O público aplaudiu e aprovou as alterações promovidas na encenação da peça “Cristo, a Paixão”. Os ingressos colocados à venda desapareceram em poucos dias, o que comprova o interesse dos expectadores em acompanhar de perto as mudanças. A procura foi tanta que a secretaria de Cultura definiu dois horários para a Sexta-feira Santa (21h e 23 h), e mais uma sessão extra, no sábado, às 21h30. totalizando seis apresentações, todas com lotação máxima.
A proposta de interação entre platéia e atores foi inteiramente aprovada. Foram 26 cenas, começando com a matança das crianças determinada por Herodes até a ascensão de Cristo, por detrás da arquibancada armada para acomodar os expectadores nos momentos finais da peça.
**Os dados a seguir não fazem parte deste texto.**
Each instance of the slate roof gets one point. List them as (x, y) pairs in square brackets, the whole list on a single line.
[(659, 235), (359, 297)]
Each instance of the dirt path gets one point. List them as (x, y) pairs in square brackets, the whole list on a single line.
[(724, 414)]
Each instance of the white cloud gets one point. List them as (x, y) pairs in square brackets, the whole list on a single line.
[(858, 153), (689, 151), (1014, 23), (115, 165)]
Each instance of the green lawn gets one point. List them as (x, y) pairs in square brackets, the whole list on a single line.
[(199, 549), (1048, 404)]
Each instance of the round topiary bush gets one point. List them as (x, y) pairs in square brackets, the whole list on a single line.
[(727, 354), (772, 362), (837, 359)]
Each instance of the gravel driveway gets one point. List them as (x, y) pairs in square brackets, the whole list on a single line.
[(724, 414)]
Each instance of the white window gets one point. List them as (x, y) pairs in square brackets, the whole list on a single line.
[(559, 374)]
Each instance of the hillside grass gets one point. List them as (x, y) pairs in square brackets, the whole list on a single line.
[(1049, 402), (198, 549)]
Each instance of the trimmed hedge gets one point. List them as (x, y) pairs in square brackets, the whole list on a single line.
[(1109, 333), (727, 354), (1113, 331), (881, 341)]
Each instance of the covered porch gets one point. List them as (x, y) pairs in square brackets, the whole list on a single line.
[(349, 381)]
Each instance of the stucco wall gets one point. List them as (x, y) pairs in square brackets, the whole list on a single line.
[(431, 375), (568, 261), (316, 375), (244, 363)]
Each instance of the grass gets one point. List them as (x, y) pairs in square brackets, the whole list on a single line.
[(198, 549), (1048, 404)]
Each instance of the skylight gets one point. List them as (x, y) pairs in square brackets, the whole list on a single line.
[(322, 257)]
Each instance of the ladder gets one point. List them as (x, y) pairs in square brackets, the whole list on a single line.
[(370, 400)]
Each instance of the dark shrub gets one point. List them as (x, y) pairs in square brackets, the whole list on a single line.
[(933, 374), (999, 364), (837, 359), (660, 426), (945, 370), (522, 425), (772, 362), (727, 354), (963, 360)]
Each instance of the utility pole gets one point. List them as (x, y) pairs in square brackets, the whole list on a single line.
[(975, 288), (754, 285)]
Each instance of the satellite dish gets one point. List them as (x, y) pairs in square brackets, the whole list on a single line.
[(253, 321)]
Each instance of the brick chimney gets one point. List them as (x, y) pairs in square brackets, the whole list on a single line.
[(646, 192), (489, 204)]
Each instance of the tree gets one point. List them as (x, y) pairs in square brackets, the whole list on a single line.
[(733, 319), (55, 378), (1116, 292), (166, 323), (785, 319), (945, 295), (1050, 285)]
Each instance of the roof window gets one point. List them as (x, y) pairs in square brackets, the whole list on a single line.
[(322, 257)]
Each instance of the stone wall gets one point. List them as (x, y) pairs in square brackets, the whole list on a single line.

Tudo o que foi planejado foi cumprido. Incluindo a interpretação dos atores amadores que chegou a surpreender o diretor Barbosa Neto. “Trabalho no teatro há 12 anos e até então nunca tinha visto o envolvimento dos atores que não são profissionais e me deram um exemplo de relacionamento. Mesmo quando estávamos realizando as oficinas senti que todos estavam engajados em dar o melhor de cada um no desenvolvimento da peça. Principalmente porquê era uma experiência nova, com diálogos ao vivo, sem o recurso de dublagem. Foi emocionante o envolvimento de todos”, disse Barbosa.
O diretor Osório Ferreira temeu pela reação do público. “Eu estava receoso de como o público reagiria. Afinal de contas houve mudança radical na encenação da peça. No entanto o que vi me surpreendeu. A dedicação dos atores, uns procurando ajudar os outros e os próprios diretores chegou a me emocionar. Também fiquei surpreso com a participação do público que entendeu a nossa proposta”, afirmou Osório.
Para Stevan Lekitsch, outro diretor da peça, a encenação superou todas as expectativas, “tendo em vista o nosso temor de que o público pudesse estanhar a completa mudança que houve. Com o decorrer das cenas senti que os expectadores foram assimilando a apresentação. Os atores foram surpreendentes, não só pela interpretação de cada um, mas pela união que pôde ser sentida no transcorrer da peça. A experiência valeu, o que nos anima para repetir tudo no ano que vem”, ressaltou Stevan.
Rodrigo dos Santos, secretário de Cultura, está radiante com o resultado da mudança da encenação para o Museu. “Estamos felizes com o grande sucesso da apresentação do espetáculo “Cristo, a Paixão”, comprovado com a grande procura pelos ingressos para as apresentações de quarta, quinta e sexta-feiras. Sabemos que isso é fruto da mudança proposta pelo formato do espetáculo, que permite ao público o envolvimento com as cenas e com os atores. Derrubando o conceito de palcos estáticos, a utilização de elementos sensoriais e a interpretação ao vivo, penso que foram alterações fundamentais, que geraram grande expectativa, mas trouxeram excelentes resultados. É importante ressaltar que sem o envolvimento dos diretores, atores e produtores, não teríamos concretizado essa idéia”, comemorou o secretário.
Mariana Zinni, secretária de Turismo e Desenvolvimento Econômico, foi fundamental para que a encenação se completasse. Foi Mariana quem coordenou todos os trabalhos da encenação, cuidando dos bastidores da peça, e auxiliando o secretário Rodrigo dos Santos para que “Cristo, a Paixão” atingisse o sucesso alcançado.